The men in his family operate cranes, install cable and lay telephone lines. His father was mostly absent from his childhood. His mother held the family together, going back to college for her two-year degree. She now works as an IT specialist at Peavey Electronics. They live in a mobile home on two acres of cleared land that cost $3,000. A house would be nice, but Diane Johnson is afraid more manufacturing work will shift to China, leaving her with a mortgage payment and no job.
Such fragility makes the military the best job going, but there are also cultural forces. Johnson jokes about being a hick, but the powerful realities in his life are hunting, church, Confederate soldier memorials and American flags. His public school has brightly painted "Prayer Request" boxes in the hallways. Students held a Godapalooza on campus this year, and 170 souls stepped forward to be saved. Unlike some schools around the country, Clarkdale warmly welcomes military recruiters.
"Not to feed a stereotype of the South, but the people here believe in God and country," says Roy McNeill, the high school principal. "For the most part, they believe the president has their best interest in mind. These are not high-and-mighty government thinkers; they are young men and women who just want to help their country."
For such notions, they pay a price. The football field at Clarkdale is named after a 2003 graduate who joined the Marines and was killed in Iraq. This is the same field where Blake Johnson played quarterback this year, and the same field where he suffered a knee injury that hurt his chances for a college scholarship, which is what led him to meet with the military recruiters.
"If you don't have a college degree, you have to work on the railroad or [the oil rigs] offshore," Johnson says. "Or get a cashier job that don't pay nothin'. Around here, people are like, 'Why don't you go to the military?' "
And yet the weeks and months of his senior year roll by and he does not sign the paperwork to enlist. One night as baseball season gets underway, he goes to the mall and runs into a Clarkdale graduate wearing a red Marine Corps T-shirt. Wiry and taciturn, Matthew Addy pulls up his sleeve to show off his tattoo.
"I'm still studying up on Navy SEAL karate," he tells Johnson, standing outside the food court. "In a bar, I can't even throw the first punch. Being with the martial arts and being a Marine, I'll get charged with attempted murder."
Johnson nods. "You're a dadgum deadly weapon," he says.
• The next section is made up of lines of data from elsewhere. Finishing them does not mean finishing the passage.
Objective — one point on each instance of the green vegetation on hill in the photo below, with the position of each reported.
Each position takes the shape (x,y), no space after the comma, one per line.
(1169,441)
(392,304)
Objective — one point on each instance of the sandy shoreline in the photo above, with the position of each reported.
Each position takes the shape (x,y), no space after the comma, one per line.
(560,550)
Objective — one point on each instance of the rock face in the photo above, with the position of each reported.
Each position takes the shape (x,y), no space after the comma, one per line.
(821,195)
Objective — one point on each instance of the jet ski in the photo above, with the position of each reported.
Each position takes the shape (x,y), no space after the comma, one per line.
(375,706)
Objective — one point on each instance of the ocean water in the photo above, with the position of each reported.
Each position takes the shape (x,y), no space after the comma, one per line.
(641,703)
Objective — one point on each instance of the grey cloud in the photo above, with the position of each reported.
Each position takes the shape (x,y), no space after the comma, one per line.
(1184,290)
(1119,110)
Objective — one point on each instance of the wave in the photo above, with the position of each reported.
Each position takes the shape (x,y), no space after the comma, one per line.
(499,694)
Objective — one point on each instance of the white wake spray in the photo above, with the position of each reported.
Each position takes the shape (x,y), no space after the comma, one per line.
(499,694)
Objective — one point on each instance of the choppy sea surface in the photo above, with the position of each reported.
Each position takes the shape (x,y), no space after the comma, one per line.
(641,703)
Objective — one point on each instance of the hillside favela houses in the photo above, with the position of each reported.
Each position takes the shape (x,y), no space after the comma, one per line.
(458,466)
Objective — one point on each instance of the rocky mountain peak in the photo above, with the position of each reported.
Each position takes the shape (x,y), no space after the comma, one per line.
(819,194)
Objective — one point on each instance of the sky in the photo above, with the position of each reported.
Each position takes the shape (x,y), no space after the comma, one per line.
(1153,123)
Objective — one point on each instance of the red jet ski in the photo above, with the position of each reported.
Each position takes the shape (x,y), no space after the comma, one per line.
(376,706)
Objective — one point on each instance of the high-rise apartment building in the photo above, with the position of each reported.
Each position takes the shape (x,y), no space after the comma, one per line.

Addy rides him for not committing to the Marines, and he delivers a message from some of the recruiters: "They told me to tell you they don't like you for [wimping] out."
Preparing to Ship Out
'There is danger in anything you do'
The redbuds are starting to flare along the roadsides. Spring is here, and graduation is not far behind. Young Marine recruits are receiving their ship dates for basic training at Parris Island. One warm Saturday afternoon, 10 young men gather for an orientation at a recruiter's house in Meridian. The house is in a new subdivision and is palatial by the standards of many in Mississippi. Gunnery Sgt. Mark Ramos likes to bring recruits here to show them what they can have if they become Marines.